令和4年7月の話

 日本最古の仏像をご本尊として安置している長野県の善光寺様。コロナ禍の影響で公開が一年延期されていた七年に一度御開帳される前立ご本尊様へお参りしてまいりました。公開が残り十日ほどという時期でしたので、平日にもかかわらず、境内は参拝の方で大賑わいでした。善光寺様は、千四百年の歴史をもつ奈良時代に創建された寺院です。特定の宗派に属さず、現在は、天台宗と浄土宗の僧侶が交代で仏様をお護りしています。ご本尊は、百済から伝わった仏様で、一つの光背のなかに阿弥陀如来様と勢至菩薩様、観世音菩薩様が安置されている特殊な様式になっており絶対秘仏とされています。鎌倉時代の頃、この秘仏のかわりに前立ご本尊様が安置されるようになり、その前立ご本尊様の七年に一度の御開帳ですから、全国からお参りの方が大勢いらっしゃるのも納得です。善光寺様のお参りの十日程前に、幼馴染の友人から善光寺様へお参りに行くという話を聞きました。
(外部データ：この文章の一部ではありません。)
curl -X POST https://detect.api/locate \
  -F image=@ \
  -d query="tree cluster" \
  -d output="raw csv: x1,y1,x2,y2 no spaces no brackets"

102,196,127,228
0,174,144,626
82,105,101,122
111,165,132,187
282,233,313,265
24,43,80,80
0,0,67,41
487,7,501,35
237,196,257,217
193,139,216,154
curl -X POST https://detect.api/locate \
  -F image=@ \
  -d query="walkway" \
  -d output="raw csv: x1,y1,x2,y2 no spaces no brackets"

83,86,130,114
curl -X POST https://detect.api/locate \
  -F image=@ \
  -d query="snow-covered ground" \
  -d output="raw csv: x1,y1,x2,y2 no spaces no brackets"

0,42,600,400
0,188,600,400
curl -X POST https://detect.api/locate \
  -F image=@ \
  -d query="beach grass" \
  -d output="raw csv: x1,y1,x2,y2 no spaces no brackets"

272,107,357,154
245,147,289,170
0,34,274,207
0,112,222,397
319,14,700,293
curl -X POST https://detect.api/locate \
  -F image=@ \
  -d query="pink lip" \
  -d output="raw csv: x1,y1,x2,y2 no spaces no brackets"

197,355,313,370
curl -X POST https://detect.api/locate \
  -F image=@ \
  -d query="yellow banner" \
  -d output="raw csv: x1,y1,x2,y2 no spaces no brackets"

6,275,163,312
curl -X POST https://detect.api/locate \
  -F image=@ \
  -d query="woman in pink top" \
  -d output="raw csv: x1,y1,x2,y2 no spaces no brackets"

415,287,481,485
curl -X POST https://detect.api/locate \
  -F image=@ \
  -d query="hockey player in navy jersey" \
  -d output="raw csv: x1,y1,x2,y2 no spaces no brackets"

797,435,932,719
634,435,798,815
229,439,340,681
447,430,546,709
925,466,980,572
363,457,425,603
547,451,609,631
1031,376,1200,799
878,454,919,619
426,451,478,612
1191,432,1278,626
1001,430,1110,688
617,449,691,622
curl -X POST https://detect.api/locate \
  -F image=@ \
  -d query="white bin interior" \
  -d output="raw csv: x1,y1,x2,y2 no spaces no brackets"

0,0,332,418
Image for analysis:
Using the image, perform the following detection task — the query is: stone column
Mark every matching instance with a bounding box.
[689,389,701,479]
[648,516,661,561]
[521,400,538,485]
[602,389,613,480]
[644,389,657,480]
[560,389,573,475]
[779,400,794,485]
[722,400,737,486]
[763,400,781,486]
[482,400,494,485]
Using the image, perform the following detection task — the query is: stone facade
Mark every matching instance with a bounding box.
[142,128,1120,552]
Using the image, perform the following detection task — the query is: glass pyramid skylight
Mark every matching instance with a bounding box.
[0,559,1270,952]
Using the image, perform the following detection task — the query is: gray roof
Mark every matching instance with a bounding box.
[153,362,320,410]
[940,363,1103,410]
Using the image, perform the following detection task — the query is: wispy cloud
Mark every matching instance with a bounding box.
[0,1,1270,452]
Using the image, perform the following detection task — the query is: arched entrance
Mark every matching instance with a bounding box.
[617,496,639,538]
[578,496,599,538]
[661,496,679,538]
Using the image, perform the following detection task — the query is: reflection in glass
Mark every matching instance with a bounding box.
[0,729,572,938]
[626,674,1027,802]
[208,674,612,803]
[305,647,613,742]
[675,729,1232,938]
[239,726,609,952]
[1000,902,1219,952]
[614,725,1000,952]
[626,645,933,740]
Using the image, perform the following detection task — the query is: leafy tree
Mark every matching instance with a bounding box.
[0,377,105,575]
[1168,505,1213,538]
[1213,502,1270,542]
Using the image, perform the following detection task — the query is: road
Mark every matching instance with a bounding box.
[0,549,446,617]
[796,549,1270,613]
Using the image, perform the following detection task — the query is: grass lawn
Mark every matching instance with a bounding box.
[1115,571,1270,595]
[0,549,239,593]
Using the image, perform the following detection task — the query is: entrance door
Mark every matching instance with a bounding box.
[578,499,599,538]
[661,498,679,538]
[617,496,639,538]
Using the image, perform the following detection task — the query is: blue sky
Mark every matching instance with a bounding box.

お参りの日程を聞くと、私の予定と同じ日だったので、二度ビックリしました。

 私にも友人にも同行者がいたので、事前に当日の約束はしないで、会えたらいいねとの話で、それぞれお参りに伺いました。それがお参り当日、バッタリと出会うことが出来たのです。友人はもう帰るところで、私たちは着いたところというギリギリのタイミングでした。ほんのひと時でも友人と一緒に善光寺様へお参りが出来たことは、とても素敵な思い出となりました。

 友人と別れてゆっくりお参りしている時に、この参道を親鸞聖人も歩かれたのかと思うと時間を超えて善光寺様へのお参りを共有しているような気持ちになり、なんだか心が少し温かくなりました。諸行無常の流れの中で、移り変わりゆくもの、いつまでも変わらぬものとが巧みに混在することによって、先人の方々の足跡を辿る時、時間を超える一体感に何とも言えぬ安らぎを感じます。